When we talk about natural language processing, we are discussing the ability of a machine learning model to know the meaning of the text on its own and perform certain human-like functions like predicting the next word or sentence, writing an essay based on the given topic, or to know the sentiment behind the word or a paragraph.
Few techniques that we are aware of like Bag of Words are good for small scale data, but they lack in the extraction of meaningfulness of a sentence or paragraph, Also its prowess is limited as it does not care about the order of the words.
Well, we needed to find a solution that we could rely on, word embedding solves most of the problems, We will discuss the work as well as the implementation of Word embedding with python code.
What makes word embedding different and powerful from other techniques is that it works on the limitations of other Bag of words and other techniques, Few points that makes word embedding better than others are-:
A better understanding of Words and Sentences than other techniques in NLP, also known as linguistic analysis.
Word Embedding reduces the dimensions of the dataset better than other NLP techniques and thus performs better.

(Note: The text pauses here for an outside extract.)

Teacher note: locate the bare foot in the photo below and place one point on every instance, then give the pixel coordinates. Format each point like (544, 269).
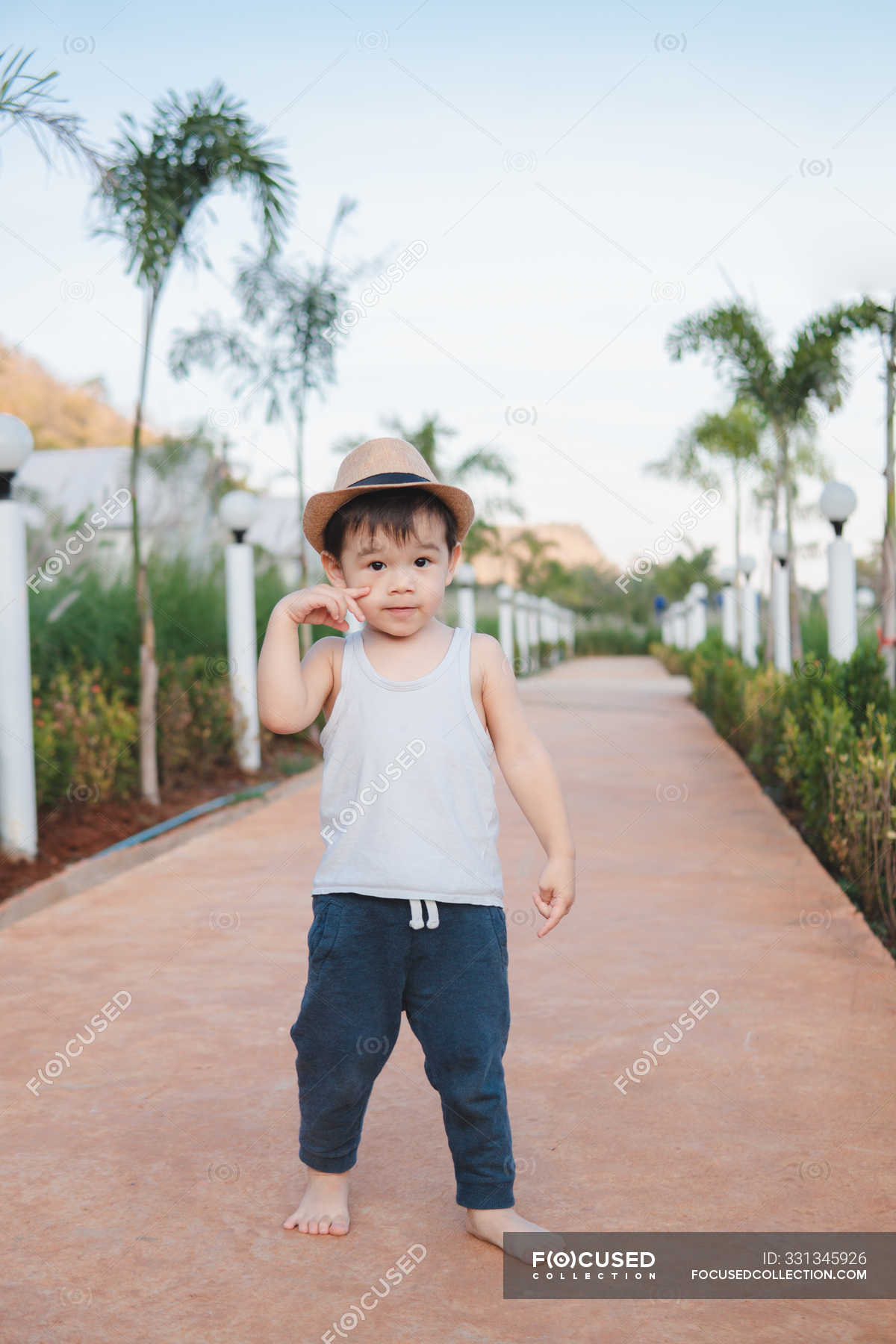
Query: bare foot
(491, 1225)
(324, 1207)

Takes Less execution time or in other words, is faster in training than others as it doesn’t take a humongous amount of weights for training as others.
It does not follow the approach of the Sparse matrix, therefore makes it better for computational reasons.
The idea behind any NLP technique is that our model becomes able to extract some meaning out of the text and perform certain tasks, also known as linguistic understanding, and that’s where embeddings come to show up.
Consider two words “cricket” and “football”, both words are more related to “field” and “game” than to “Animals” and “space”, to make our model understand such thing, we need to perform certain tasks.
Well, Embeddings are assigning some vectors to the particular word based on the number of times two words occurred in a corpus, or how many times they have occurred simultaneously.
Now, consider a corpus
“This is a nice place”
“ This place is nice”
“A nice place”
Here, words like “a nice” are coming simultaneously, whereas “This” and “is” is also in the same sentence, and no word is repeating itself, therefore Vector representation would be -:
Correlation Matrix Representation of the corpus
We have taken random vector numbers based on their number of coming together in a sentence, Now we can take any pair of vectors and look how close they are related to each other in vector space, so if initially, two pairs of vectors were apart from each other, Now we will make them closest to each other, thus showing the relationship between those two vectors. After some repetition of this step, we will reach an accurate vector space model. This is also known as Global vectors or Glove in NLP.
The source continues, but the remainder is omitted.